But many people, including Councilman A. Gifford Miller, who represents the Upper East Side, applaud the crackdown. Until recently, he said, cyclists were rarely given tickets. ”Reckless riders are the number one complaint in my district,” he said, adding that his office receives up to a dozen calls each week from frightened pedestrians.
While it’s amazing in itself that this article could be written nearly word-for-word today, some of its statistics are worth repeating. From January to August of 1997, cyclists received half of all tickets issued in the 19th Precinct on the Upper East Side. During most of July 1997, the precinct issued 31 speeding tickets.
Sixteen years later, NYPD hasn’t changed its approach to traffic. In July 2013, the same precinct issued only four speeding tickets. Last year, NYPD issued fewer moving violations summonses than at any time since 2002. And what speeding enforcement the NYPD does is usually performed by the Highway Patrol, with precincts leaving speed limits on local streets virtually unenforced. Even though speed enforcement is up slightly this year, it’s still dwarfed by the number of tickets NYPD issues to cyclists.
But even the total number of moving violations, reported each year in the NYPD’s section of the Mayor’s Management Report, is a poor barometer for measuring traffic safety, since it doesn’t take compliance into account. Whatever tickets NYPD does issue are a drop in the bucket, and drivers make countless violations each day that go unpenalized.
It’s difficult to know how often NYPD is ticketing bike riders because the department still refuses to break out the number of cyclist citations, and its compliance with open data laws that it opposed has been marginal at best.
The way New York City manages its streets has changed a lot in recent years.
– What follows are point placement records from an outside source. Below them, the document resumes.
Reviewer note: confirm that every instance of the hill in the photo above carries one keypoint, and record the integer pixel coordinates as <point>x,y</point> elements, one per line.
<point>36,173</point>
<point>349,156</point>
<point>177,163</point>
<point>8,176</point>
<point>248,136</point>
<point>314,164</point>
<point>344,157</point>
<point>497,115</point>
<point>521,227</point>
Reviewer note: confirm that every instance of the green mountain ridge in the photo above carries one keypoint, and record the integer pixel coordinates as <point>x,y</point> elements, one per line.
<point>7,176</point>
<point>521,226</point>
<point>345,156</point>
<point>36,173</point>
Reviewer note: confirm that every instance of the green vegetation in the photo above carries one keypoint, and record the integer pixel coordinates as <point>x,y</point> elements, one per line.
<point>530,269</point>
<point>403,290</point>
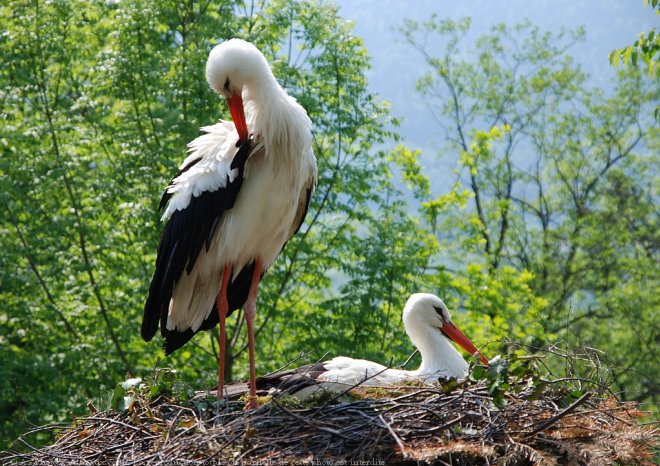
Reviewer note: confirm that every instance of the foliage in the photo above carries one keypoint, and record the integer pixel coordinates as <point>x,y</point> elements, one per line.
<point>646,48</point>
<point>554,185</point>
<point>99,99</point>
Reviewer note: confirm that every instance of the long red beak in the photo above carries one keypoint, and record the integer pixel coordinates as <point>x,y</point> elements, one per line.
<point>235,103</point>
<point>464,342</point>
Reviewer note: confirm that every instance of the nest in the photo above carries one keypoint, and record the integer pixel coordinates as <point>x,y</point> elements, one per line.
<point>466,423</point>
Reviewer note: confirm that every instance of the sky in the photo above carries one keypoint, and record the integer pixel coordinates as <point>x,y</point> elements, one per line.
<point>608,24</point>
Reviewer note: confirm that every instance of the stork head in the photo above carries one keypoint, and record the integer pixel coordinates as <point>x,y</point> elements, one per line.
<point>233,67</point>
<point>425,310</point>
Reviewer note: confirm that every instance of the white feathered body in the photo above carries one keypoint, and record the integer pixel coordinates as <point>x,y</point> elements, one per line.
<point>279,174</point>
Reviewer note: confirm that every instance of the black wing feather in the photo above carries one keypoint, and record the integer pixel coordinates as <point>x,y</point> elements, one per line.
<point>185,233</point>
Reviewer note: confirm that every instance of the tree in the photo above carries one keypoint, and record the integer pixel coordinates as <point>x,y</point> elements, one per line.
<point>556,177</point>
<point>98,103</point>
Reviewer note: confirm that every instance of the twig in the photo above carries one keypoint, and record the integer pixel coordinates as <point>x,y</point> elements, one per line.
<point>544,425</point>
<point>404,453</point>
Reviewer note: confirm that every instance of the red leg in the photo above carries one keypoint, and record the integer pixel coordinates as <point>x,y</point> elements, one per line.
<point>250,312</point>
<point>223,308</point>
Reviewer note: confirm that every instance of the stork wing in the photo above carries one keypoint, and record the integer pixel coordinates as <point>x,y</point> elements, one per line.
<point>193,219</point>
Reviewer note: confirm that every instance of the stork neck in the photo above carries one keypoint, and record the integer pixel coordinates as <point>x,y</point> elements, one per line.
<point>278,119</point>
<point>439,357</point>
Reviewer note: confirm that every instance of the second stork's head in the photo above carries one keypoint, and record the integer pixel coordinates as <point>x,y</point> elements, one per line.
<point>426,312</point>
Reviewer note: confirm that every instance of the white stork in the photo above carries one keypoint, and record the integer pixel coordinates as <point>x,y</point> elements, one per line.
<point>428,324</point>
<point>241,194</point>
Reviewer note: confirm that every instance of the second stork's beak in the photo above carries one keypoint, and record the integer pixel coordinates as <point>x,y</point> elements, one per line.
<point>235,102</point>
<point>464,342</point>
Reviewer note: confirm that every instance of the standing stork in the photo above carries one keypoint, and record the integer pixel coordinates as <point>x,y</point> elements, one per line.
<point>239,196</point>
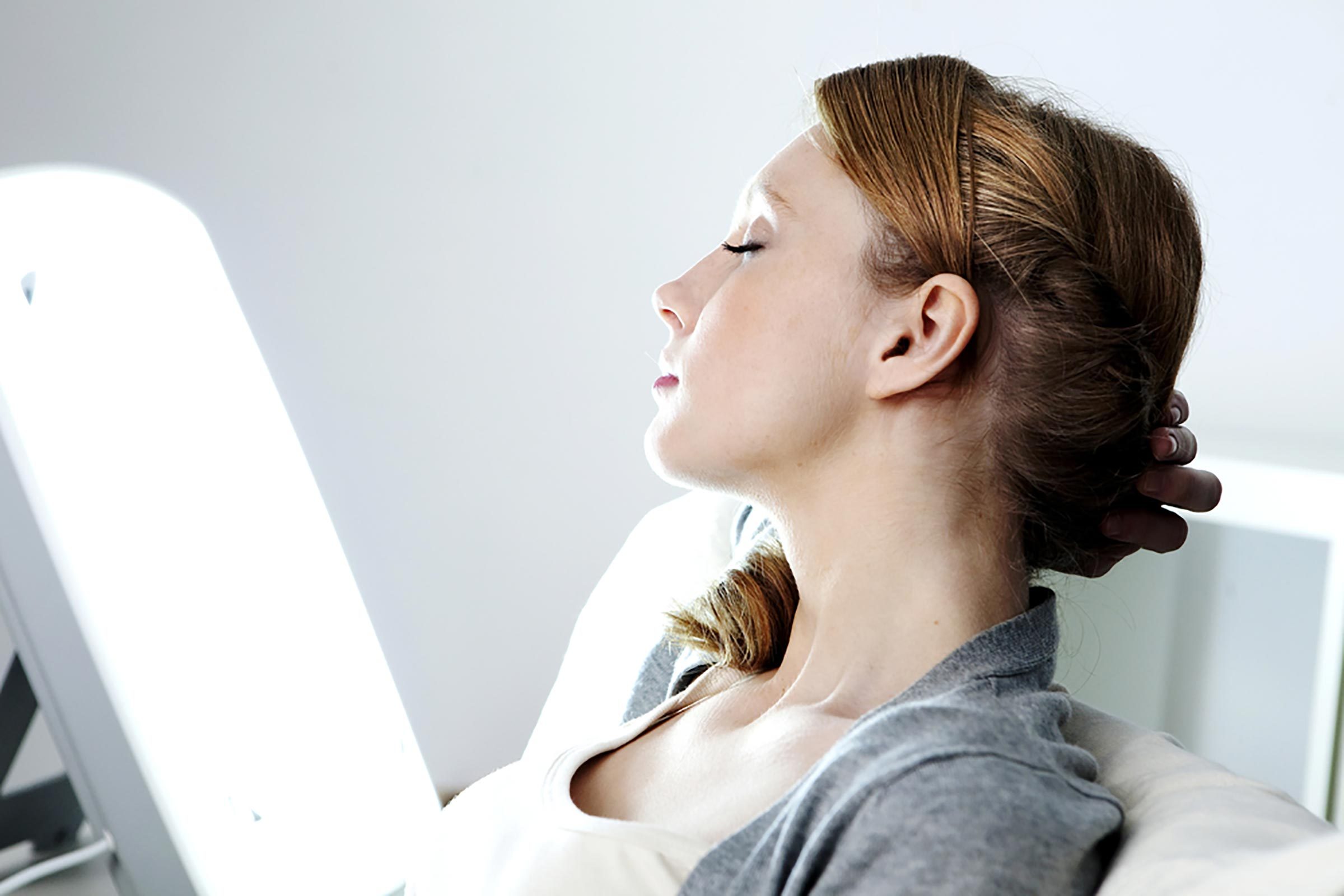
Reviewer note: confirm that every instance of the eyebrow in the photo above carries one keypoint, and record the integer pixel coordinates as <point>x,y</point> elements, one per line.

DOT has transformed from a backwater of political patronage to an agency that has systematically implemented street safety improvements and evaluated their effectiveness.
Meanwhile, at a police department that prides itself on using data to transform New York into the nation’s safest large city, efforts to improve street safety with data-driven traffic enforcement have withered. As motorists for the most part still break the law with impunity, NYPD continues to target cyclists for low-risk offenses — and sometimes, just for being on a bike.